It was always clear to me that I would have to earn my readers, some I would have to find, some to create.
Despite all that I know rationally, and everything that I can put into words, I can say that I have difficulty giving up the notion of the nobility of art.
We, as writers, have to figure out a way to create a consciousness in language. It's crazy even to attempt to do that.
What I don't like about America is not necessarily an American thing; it's a capitalist thing. This is the Vatican of capitalism.
I cannot think of a country in which I would be happy with the government and dominant ideology and available propaganda.
My books have been published all over Europe. They read me there, and I want to read them back. I also spend a lot of time in Europe, often meeting writers, and I'm sick of apologizing for the embarrassing shortage of translations in America.
Anything that might come under arts should not be subject to the whims of the idiotic market because the market's stupid, and it gravitates toward simplicity - towards essentializing things so they can be sold.
I like to blow up this notion that all we have to do as writers and artists is represent reality, which is presumably solid and self-evident, with no negotiation of the gap between myself and the world, between this body and this space, which needs narration to close it.
What fiction and art can do, particularly narrative art, is construct consciousness - in a sense, we have to do it for the first time, every time.
You can see the diversity that pieces in the anthology represent, and then the interconnections-obvious and less obvious-between various stories or between various modes of storytelling. Diversity generates need for conversation, conversation generates common interests, as well as differences. Literature, as a human project, is all about that.
Europe is a rapidly changing place, on every level. Immigration, post-communist transitions, the unification, steady presence of war and conflict, the inescapable challenges to the notion of national literature/culture-it all exerts pressure upon writers who must be aware of the transformational possibilities of the situation.
There's a social and human necessity for some kind of continuity, but it's not axiomatic and not something you're born into; it's something you have to work at. And one of the ways to work at it - perhaps the best - is storytelling: telling stories about yourself to others, telling stories about yourself to yourself, telling stories about others to others.
I do believe - and I know I shouldn't - that art transcends money and success and any of that. You can still do it if you're not clinging to the notion of nobility.
I want to make money, and I would like to have a lot of money, but I still believe that the only reason to write is that somehow it will make something or somebody better.
One of the many conditions that have to be met for a brain to become a mind, and therefore have consciousness, is 'the analog I' around which all the simultaneous inflow of sensations and stimulations are reflected and organized.

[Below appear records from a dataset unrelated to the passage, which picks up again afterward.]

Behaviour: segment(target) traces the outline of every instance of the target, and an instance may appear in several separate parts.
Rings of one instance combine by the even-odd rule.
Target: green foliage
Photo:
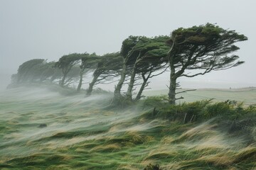
[[[161,170],[159,164],[149,164],[144,169],[144,170]]]

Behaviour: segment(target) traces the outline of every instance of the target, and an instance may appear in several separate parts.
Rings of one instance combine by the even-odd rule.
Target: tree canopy
[[[247,37],[235,30],[225,30],[211,23],[174,30],[167,42],[170,47],[170,103],[175,103],[177,99],[175,90],[178,86],[178,77],[203,75],[213,70],[242,64],[244,62],[237,60],[238,55],[232,54],[239,50],[235,43],[247,40]],[[186,70],[195,71],[190,74]]]

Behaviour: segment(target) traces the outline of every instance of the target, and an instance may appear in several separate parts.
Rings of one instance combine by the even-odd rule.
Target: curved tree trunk
[[[63,78],[61,79],[60,81],[60,86],[61,87],[63,87],[64,86],[64,82],[65,82],[65,77],[66,77],[67,74],[65,74],[63,76]]]
[[[80,72],[80,80],[79,80],[79,84],[78,84],[78,89],[77,89],[77,92],[80,92],[81,90],[82,83],[82,75],[83,75],[83,71],[81,70]]]
[[[127,73],[126,72],[127,72],[127,65],[125,63],[124,63],[124,65],[122,67],[122,70],[121,72],[121,78],[114,89],[114,100],[118,99],[121,96],[121,89],[125,80],[125,76]]]
[[[141,98],[142,98],[142,92],[144,89],[144,88],[146,87],[146,81],[143,81],[143,83],[142,84],[142,86],[141,88],[139,89],[139,91],[135,98],[135,101],[139,101]]]
[[[146,76],[146,78],[145,77],[145,74],[142,74],[143,83],[142,83],[141,88],[139,89],[139,92],[135,98],[135,101],[139,101],[142,98],[142,92],[143,92],[144,89],[145,89],[145,87],[147,86],[147,81],[149,80],[151,74],[151,72],[149,73],[149,74]]]
[[[130,81],[129,83],[128,89],[126,93],[126,98],[129,101],[132,101],[132,92],[133,86],[134,85],[135,75],[136,75],[136,66],[134,66],[132,69]]]
[[[176,103],[176,78],[171,74],[170,75],[170,86],[168,93],[169,103],[175,105]]]
[[[90,96],[92,94],[93,86],[95,84],[95,83],[97,81],[97,79],[99,77],[99,76],[100,76],[100,74],[97,74],[97,75],[94,76],[92,82],[90,82],[89,84],[89,88],[88,88],[88,89],[87,90],[87,92],[86,92],[86,96]]]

An unjust world represented as harmonious is a political position.
I have a hard time imagining a country or a government where I would say, "Oh, this is good," where I could live under a government that I respect for a day or a week, even to see what it feels like.

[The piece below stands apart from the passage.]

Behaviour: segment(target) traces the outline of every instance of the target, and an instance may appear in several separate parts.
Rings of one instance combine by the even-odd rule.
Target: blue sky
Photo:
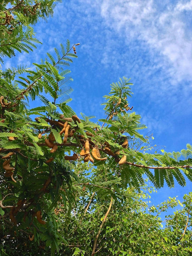
[[[57,4],[53,18],[35,27],[42,43],[30,55],[18,54],[5,66],[39,63],[68,39],[78,59],[71,66],[74,79],[70,104],[78,115],[104,117],[103,95],[120,77],[131,78],[130,106],[167,152],[192,144],[192,1],[74,0]],[[154,203],[191,191],[165,187]]]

I'm bright, but there are lots of bright writers and people everywhere. In no way, at no point do I think I'm better than them.
I'm a dilettante by temperament. I don't have any expectation.
I know a lot of people in the city, at all levels, horizontally and vertically - and that to me is a privilege, to me as a person but also a writer. I've dined with billionaires, and I play soccer with busboys.
I have been on the margins in terms of having to find a place to live and getting a job, but at some point, and before that point, I always thought no matter where I am, that's the center.
There are many things I think about that never get to the point of becoming serious. In other words, I try to talk myself out of writing, sometimes for many years, and when I run out of arguments, I write.
I think about the story while I think about other things. This is an important part of the process: I look at it sideways. If I look straight at it, it produces nothing other than what seem like complicated, brilliant designs that fall apart the following morning. In some way stories mature when you're not looking.
I don't like having a teaching job - office hours and conferences and committees and bosses and all that - but I tend to enjoy teaching, and I design the course in such a way that there'll be pleasure in that.
You have to suspend thinking in narratives. The moment you are conscious of yourself the gap opens up. And in this gap, stories are generated.